A few months ago, I wrote of the many possible outcomes of Americas involvement in Iraq. Not so very long ago, I wrote about the Kurdish independance movement and the fact that the richest Iraqi oil reserves are located in Iranqi Kurdistan. In that piece I wrote of Turkeys stance in this war and how they now were massing on the Iraqi border to possibly invade and seize Kurdistan.
That is what happened today. Turkey is unclear as to how many troops it has sent but there are at least thousands. The reasoning behind Turkeys move is supposedly to stop the PKK insurgents that are infiltrating Turkey to sieze Turkish Kurdistan. The Kurds want their own country and have been threatening to secede from Iraq. The Iraqis have been making a lot of concessions to the Kurds to placate them. So far, Kurdish Iraq is the quietest part of Iraq, though there have been some very bloody terrorist massacres commited against them.
It remains to be seen how many troops Turkey sends, how far they go into Iraq and how long they remain there. Turkey has been making a lot of capitol investments in Kurdish Iraq. Are these investments for the future of an Annexed Turkish/Iraqi Kurdistan? How will America react to their very important NATO Ally invading Iraq?
It must be embarrassing for George Jr. at the G-8 Meeting with all his buddies.

5 comments:

microdot said...

update, thursday morning.
Turkey denies that they have trops in Iraq.
America says that several hundred crossed over in an incident pursuing PKK insurgents.
Gates issuued a statement from Hong Kong saying it would be "regretable" if a member NATO ally invaded Iraq.
In the swirls of denials and cross statements, I say, the probability of this being a factiually correct report are very high and the world waits the next word!

steve said...

I don't think Turkey would make the move without tacit approval by the United States. It is just too bold a gambit. If it is true, then it is probably part of a larger plan to slice and dice Iraq into ethnic enclaves and the Bush administration has sold out the Kurds.

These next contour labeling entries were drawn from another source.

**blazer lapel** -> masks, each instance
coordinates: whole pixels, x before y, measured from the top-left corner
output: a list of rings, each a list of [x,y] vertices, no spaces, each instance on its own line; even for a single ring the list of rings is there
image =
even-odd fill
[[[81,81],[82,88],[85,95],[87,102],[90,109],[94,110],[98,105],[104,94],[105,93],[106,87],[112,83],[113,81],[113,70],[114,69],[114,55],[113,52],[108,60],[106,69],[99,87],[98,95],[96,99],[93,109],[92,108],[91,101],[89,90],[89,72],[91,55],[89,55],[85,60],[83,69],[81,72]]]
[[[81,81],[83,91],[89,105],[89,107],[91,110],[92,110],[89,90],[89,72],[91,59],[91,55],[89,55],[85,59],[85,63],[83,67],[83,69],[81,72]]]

God Hates Liberals said...

The Kurds had it coming to them.

Anonymous said...

Does anybody remember the Armenians? In the first part of the 20th Century the Turks took them on a hike through what is now Iraq and Lebanon. A friend of mine is Armenian and his mother was just a five year old girl when her younger sister died over the night with her head in my friend’s mothers lap. Her father and uncles had already been killed along with her grandparents. She had to leave her sister on the side of the road because they were marched to another place every day. The Armenians’ did not even have oil reserves.

microdot said...

The Armenian Genocide is still a burning issue here in Europe. It is probably the main reason why Turkey is having a hard time being considered for membership in the EU.
This year France declared a celebration of Armenian Culture and passed a resolution condemning Turkey for it's continued denial of the event.
This caused considerable flack between france and Turkey.
One of Turkeys biggest journalists was brutally murdered in Ankara because of his continued focus on Turkeys crime over 80 years ago.
I remember a Turkish Day Parade in New york in the early 90's that turned into a near riot as hundreds of Armenian protestors disrupted the proceedings!
Turkey will never be accepted as a responsible modern state until they
make some real gesture acknowleging this atrocity!